We will hear shortly from physician executives, physician organizations representing both primary and procedural care, and the leaders of two group practices, all of whom are engaged in efforts that focus on improving the quality of care delivered to patients. A common theme will be that providing optimal quality and outcomes requires setting appropriate standards, building the right infrastructure, and using the right data to measure performance.
Our intent is to hear from the physician community about how to reform the physician payment system so that quality, efficiency, and patient outcomes are accounted for in a fair and fiscally responsible manner. As I have noted before, merely averting Sustainable Growth Rate cuts each year is not a fix. A permanent solution has been elusive in large part because of the substantial cost associated with repealing SGR--currently estimated at nearly $300 billion over ten years.

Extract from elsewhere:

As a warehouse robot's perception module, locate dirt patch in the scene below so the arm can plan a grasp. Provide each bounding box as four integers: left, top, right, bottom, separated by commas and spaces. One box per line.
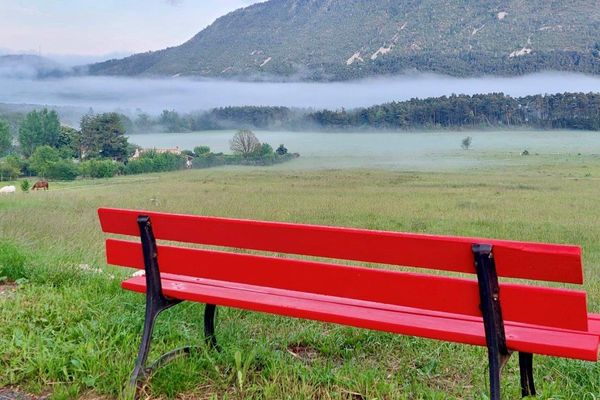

However, this Committee must do more than just simply repeal the SGR. We must also determine how to improve the existing Medicare payment system and work with physicians to develop other payment models that preserve and promote the physician-patient relationship and reward physicians who provide high-quality and efficient care.
Many are concerned about the lack of alignment among Medicare's current incentive programs to enhance quality, such as e-prescribing, meaningful use of electronic health records, and the so-called value-based modifier. Such programs were generally not developed nor led by the physician community. While some feel these programs are a step in the right direction, I am concerned about taking a "top-down, government-centered" approach to defining and rewarding quality of care.
Physician organizations have been working with their members for many years to build a solid foundation for defining and operationalizing high-quality care. For example, many groups are actively developing evidence-based guidelines, quality performance measures, data collection tools, and clinical improvement activities.
It is my hope we can learn from and build upon these efforts as we work with the physician community to develop a 21st Century payment system.